Da Vinci's flying machines in Tyler!

One of several of da Vinci's Flying Machines at TJC. One of several of da Vinci's Flying Machines at TJC.

He had inventions incorporating earth and fire, and water and air. Most of them worked, and virtually none of them were built in his day. But they have been now.

Leonardo da Vinci's flying machines are on display in Tyler.

Recently, we told you about the earth and fire-related machines on interactive display at the Discovery Science Place in Tyler, and now the water and air-based machines are assembled and ready for the public at Tyler Junior College’s Center for Earth and Space Science Education.

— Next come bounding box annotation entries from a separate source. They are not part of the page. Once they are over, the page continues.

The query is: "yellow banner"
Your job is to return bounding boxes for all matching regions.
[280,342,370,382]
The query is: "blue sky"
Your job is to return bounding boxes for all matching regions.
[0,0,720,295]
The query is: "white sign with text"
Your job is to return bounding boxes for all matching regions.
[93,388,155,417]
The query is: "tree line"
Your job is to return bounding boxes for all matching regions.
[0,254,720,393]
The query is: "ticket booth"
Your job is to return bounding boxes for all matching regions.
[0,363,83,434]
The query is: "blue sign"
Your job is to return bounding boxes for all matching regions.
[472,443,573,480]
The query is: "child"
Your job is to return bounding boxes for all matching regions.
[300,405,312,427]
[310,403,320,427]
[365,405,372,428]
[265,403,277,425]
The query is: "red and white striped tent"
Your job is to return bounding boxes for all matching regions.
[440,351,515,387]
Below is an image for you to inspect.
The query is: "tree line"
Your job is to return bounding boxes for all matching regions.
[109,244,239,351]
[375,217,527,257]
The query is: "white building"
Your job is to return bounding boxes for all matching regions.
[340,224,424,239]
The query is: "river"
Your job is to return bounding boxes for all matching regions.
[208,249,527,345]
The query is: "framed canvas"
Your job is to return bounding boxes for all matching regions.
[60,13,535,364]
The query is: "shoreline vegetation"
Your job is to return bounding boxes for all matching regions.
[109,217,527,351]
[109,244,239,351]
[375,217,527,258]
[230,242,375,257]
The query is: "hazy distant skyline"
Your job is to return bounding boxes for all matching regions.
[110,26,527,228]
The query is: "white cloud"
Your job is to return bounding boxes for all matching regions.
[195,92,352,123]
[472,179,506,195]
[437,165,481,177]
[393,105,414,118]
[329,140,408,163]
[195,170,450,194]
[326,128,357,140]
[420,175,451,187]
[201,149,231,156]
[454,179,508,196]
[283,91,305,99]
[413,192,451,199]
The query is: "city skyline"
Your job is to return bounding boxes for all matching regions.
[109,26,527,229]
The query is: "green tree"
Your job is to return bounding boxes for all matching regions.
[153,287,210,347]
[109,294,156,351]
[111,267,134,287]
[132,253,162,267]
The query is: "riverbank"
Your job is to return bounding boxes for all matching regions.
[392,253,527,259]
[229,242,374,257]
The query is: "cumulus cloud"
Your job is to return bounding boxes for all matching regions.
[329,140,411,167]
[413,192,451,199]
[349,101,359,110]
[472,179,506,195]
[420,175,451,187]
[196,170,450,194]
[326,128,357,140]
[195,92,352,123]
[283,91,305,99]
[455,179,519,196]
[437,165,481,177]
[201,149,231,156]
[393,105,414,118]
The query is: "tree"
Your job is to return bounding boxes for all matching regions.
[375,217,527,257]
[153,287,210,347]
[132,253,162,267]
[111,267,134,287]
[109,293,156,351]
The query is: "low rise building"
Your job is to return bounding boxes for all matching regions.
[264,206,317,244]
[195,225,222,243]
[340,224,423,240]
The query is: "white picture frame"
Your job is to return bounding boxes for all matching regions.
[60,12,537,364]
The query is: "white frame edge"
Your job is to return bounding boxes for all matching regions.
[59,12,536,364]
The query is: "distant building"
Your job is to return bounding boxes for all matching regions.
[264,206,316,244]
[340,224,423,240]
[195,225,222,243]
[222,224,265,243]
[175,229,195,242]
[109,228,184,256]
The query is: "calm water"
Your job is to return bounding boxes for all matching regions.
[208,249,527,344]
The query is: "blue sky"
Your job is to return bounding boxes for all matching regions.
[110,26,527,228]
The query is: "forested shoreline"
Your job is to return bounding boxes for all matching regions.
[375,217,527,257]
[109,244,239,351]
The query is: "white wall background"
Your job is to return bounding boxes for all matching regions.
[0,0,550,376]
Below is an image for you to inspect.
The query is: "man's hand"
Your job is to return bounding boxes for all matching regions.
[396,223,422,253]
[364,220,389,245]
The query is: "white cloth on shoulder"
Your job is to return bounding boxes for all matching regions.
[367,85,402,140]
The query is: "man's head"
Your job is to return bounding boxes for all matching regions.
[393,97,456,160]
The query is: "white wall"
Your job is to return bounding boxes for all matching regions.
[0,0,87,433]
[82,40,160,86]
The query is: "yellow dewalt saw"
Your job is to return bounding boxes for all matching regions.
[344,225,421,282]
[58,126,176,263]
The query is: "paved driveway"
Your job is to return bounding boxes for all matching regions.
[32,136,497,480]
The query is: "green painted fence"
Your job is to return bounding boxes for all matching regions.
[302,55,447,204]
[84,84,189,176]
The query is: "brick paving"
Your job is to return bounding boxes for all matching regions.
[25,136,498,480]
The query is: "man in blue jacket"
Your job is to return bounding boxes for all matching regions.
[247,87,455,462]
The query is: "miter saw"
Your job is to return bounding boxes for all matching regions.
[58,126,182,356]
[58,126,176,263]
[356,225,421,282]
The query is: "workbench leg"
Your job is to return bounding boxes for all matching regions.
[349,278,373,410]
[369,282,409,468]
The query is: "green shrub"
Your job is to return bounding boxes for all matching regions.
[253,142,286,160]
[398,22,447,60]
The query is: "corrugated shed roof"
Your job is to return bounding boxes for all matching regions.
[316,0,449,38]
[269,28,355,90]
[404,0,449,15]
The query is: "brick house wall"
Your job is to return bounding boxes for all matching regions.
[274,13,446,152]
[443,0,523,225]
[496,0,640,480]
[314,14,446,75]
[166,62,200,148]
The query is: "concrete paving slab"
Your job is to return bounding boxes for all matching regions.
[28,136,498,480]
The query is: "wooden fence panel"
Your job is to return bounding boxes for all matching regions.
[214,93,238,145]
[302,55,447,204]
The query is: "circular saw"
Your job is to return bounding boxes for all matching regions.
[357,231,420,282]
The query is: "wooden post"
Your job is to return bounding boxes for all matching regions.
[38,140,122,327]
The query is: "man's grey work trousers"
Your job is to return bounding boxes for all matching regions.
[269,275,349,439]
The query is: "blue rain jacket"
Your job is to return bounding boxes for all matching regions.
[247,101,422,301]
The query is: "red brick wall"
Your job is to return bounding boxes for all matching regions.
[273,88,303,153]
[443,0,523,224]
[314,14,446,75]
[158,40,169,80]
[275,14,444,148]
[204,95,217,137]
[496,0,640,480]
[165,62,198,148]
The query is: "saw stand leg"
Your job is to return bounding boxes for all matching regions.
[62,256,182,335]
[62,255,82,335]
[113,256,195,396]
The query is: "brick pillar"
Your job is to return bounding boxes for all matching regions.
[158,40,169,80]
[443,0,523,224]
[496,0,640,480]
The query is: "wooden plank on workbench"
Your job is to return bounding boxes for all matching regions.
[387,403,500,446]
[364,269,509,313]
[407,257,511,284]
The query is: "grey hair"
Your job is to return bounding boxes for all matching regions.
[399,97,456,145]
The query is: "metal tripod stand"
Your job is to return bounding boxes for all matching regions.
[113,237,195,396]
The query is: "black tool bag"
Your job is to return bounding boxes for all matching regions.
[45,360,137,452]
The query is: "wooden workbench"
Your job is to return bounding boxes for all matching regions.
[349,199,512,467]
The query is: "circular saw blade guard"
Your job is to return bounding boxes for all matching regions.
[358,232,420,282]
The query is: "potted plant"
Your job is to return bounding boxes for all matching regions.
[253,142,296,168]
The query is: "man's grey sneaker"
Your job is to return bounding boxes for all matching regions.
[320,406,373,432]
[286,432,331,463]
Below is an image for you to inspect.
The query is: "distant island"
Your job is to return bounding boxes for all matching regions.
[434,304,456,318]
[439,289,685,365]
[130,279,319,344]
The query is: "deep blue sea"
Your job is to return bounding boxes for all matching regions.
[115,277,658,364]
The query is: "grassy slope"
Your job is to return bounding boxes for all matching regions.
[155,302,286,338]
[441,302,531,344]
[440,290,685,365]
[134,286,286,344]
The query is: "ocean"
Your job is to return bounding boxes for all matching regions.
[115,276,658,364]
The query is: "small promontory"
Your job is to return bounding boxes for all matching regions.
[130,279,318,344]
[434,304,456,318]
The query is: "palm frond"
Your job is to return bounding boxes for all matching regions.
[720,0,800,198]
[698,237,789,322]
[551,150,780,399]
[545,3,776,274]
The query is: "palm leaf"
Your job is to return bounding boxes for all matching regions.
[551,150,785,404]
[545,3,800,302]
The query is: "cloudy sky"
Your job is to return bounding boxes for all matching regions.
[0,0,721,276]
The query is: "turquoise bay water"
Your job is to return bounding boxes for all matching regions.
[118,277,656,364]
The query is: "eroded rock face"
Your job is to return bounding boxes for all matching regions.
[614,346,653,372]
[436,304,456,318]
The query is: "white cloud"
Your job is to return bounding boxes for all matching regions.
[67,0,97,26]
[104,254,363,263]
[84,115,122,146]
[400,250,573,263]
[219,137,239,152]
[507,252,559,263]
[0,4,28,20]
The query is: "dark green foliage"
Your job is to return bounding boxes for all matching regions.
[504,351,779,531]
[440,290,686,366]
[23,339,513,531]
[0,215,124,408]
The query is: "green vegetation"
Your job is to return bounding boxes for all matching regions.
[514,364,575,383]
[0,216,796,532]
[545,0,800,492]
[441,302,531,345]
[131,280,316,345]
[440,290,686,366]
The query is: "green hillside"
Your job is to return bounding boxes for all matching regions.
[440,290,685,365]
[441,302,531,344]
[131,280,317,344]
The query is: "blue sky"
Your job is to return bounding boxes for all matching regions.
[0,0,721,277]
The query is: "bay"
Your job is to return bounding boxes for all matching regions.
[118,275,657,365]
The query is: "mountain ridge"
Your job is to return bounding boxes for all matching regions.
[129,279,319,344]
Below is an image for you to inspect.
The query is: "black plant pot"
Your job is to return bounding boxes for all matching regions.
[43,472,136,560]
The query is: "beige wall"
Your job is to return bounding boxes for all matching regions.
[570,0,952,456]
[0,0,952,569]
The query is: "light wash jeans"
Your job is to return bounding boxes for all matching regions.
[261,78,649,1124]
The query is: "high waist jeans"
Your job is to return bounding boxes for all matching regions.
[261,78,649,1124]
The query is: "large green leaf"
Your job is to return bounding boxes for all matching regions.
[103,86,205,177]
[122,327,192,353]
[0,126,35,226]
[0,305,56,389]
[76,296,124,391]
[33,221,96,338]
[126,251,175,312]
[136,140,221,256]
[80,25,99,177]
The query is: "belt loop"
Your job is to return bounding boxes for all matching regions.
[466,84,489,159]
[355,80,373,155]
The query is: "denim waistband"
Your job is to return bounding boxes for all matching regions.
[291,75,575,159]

Ahhh, renaissance man Leonardo da Vinci; who doesn’t just love him? It seems no matter what you’re into he had a hand in designing, changing or thinking of it. Some great examples are hanging around TJC’s Planetarium.

“Do they work?” I asked Tom Hooten who runs the place.

“Some of them actually do work...They are highly interactive. You can turn cranks and watch things go up and down and most of the pieces are designed to be functional,” Hooten replied, “Da Vinci designed these on paper. During his time they would not very likely been built, however the design is spot-on. You could take his designs, scale it up to human-size and they would probably function.”

“What is this thing here?” I asked motioning towards a wing-looking thing.

“This is something he built to show the way that force happens whenever a wing flaps. Da Vinci collected birds. He had birds in his studio, and he would watch the birds to see how they were able to fly. He was fascinated by flight, and so he watched the birds to see how their bones and knuckles would bend,” Hooten explained.

I had to see this thing move, and the noise it made sounded like a mechanical leather bat.

His glider looks solid, he thought of the parachute, invented the life-saver and swim fins, and he dreamed up the ornithopter. He even designed a meteorological device that measure wind speed and direction.

Maybe da Vinci designed so much stuff because he didn’t have TV and the internet to distract him. He was brilliant, and it seems he was also a functional doodler with some ADD going on.

Leonardo da Vinci’s Machines in Motion starts May 24 at The Center for Earth and Space Science Education, and the earth-based machines can be seen starting May 22 at the Discover Science Place.